Well, that's an improvement. Warpcoven rises to its rightful spot as overlord of the new edition. Meanwhile, Plague Marines and Novitiates drop a whopping 10% and become comparable to Legionary. A much more reasonable spot for them. Finally, in spite of our adjustments, all these factions are well above the 55% tolerance for faction balance; this suggests even when we do control for sample size, these factions are still overperforming.

If you noticed, all factions moved towards the global mean of 50%. However, the low sample factions moved much more than the data-rich factions. Why? Because the less evidence we have on a faction, the more we rely on our prior assumptions. The more evidence a faction has, the more we can trust that evidence.

To paraphrase Mr. Robinson:

If we have very little evidence (30 games) we move it a lot,
If we have a lot of evidence (500 games) we move it only a little.

This is called shrinkage, or regression to the mean. It presumes:

Extraordinary outliers require extraordinary evidence.

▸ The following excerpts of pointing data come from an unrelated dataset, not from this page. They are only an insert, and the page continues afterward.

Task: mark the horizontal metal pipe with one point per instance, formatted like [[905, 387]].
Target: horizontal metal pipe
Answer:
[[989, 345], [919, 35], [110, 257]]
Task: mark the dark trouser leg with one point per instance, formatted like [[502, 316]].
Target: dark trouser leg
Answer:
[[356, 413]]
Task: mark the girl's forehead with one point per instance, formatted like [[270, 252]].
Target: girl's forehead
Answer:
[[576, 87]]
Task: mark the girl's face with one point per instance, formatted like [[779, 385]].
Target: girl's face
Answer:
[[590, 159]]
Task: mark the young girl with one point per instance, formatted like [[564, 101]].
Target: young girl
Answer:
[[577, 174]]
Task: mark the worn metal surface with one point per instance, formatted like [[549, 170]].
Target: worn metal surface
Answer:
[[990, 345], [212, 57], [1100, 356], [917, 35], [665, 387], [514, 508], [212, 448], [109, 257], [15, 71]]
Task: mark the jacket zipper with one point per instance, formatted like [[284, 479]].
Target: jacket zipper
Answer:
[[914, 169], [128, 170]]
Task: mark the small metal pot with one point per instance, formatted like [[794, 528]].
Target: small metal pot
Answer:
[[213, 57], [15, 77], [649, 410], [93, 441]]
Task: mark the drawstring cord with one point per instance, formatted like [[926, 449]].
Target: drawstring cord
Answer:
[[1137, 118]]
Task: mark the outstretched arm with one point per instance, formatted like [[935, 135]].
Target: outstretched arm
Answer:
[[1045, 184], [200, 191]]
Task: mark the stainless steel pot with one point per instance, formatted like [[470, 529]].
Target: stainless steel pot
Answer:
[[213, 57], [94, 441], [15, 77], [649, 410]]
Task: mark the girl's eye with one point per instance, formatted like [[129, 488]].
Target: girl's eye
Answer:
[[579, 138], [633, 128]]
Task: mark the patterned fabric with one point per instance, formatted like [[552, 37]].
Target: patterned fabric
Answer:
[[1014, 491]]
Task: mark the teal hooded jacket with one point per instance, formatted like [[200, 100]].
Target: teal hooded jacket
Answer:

If you’re like me, you might feel this approach sounds unfair. By moving faction averages to the global mean, aren’t we just making them appear more balanced than they really are?

It can seem that way at first; but the truth is this process is much more fair and robust than naive raw averages. Should we really consider a faction with 100 games to be directly comparable to a faction with 600? How is that fair? If a faction has a meager 30 games but a 60% win rate, how seriously should we treat that result?

Empirical Bayes solves this problem for us. It provides us with a fairer way to compare subgroups within a dataset that have radically different sample sizes. Best of all, it’s data-driven and based on sound principles.

Next Time

That’s not to say these new estimates handle all uncertainty for us. Consider the handful of terrible factions that have been completely abandoned by the player base; won't they move heavily to the middle on account of shrinkage? That doesn't seem accurate; how do we handle that?

Fortunately, Empirical Bayes provides us with far more tools than just point estimates (which are simply a "best guess").

As I mentioned earlier, thanks to Bayesian witchcraft, every faction receives a posterior distribution (a distribution representing the full probability of a faction’s true win rate).

For my next couple of articles, I’m going to talk more about these distributions and how we can use them to:

Directly measure the probability that a faction’s true rate is above or below the 55% or 45% benchmarks.
Build an algorithm that can sort our factions into tiers using posterior probability.

But we've covered enough for now. I hope you found this interesing; if not, feel free to email me at smilesliesgunfire1999@gmail.com and tell me I'm a pretentious hack. After all, you made it through this article, you certainly earned the right!

Thanks for the read! 🧐🥃

Footnotes:

Okay, a few gory details (for Khorne's sake of course). This histogram contains all quarter/factions with 60 or more games in that quarter. However, the fitted beta distribution contains all quarter/factions weighted by their number of games (hence why the expected value is perfectly 50%, when one faction wins another must lose). Both α and β hyperparameters are 29.4479.

We like to focus our analysis on data from GT+ events (events with 16+ players and 4+ rounds). Although we can get many more samples if we include smaller events, such samples might not reflect a serious competitive environment; Large sample sizes are useless if we follow poor sampling methods.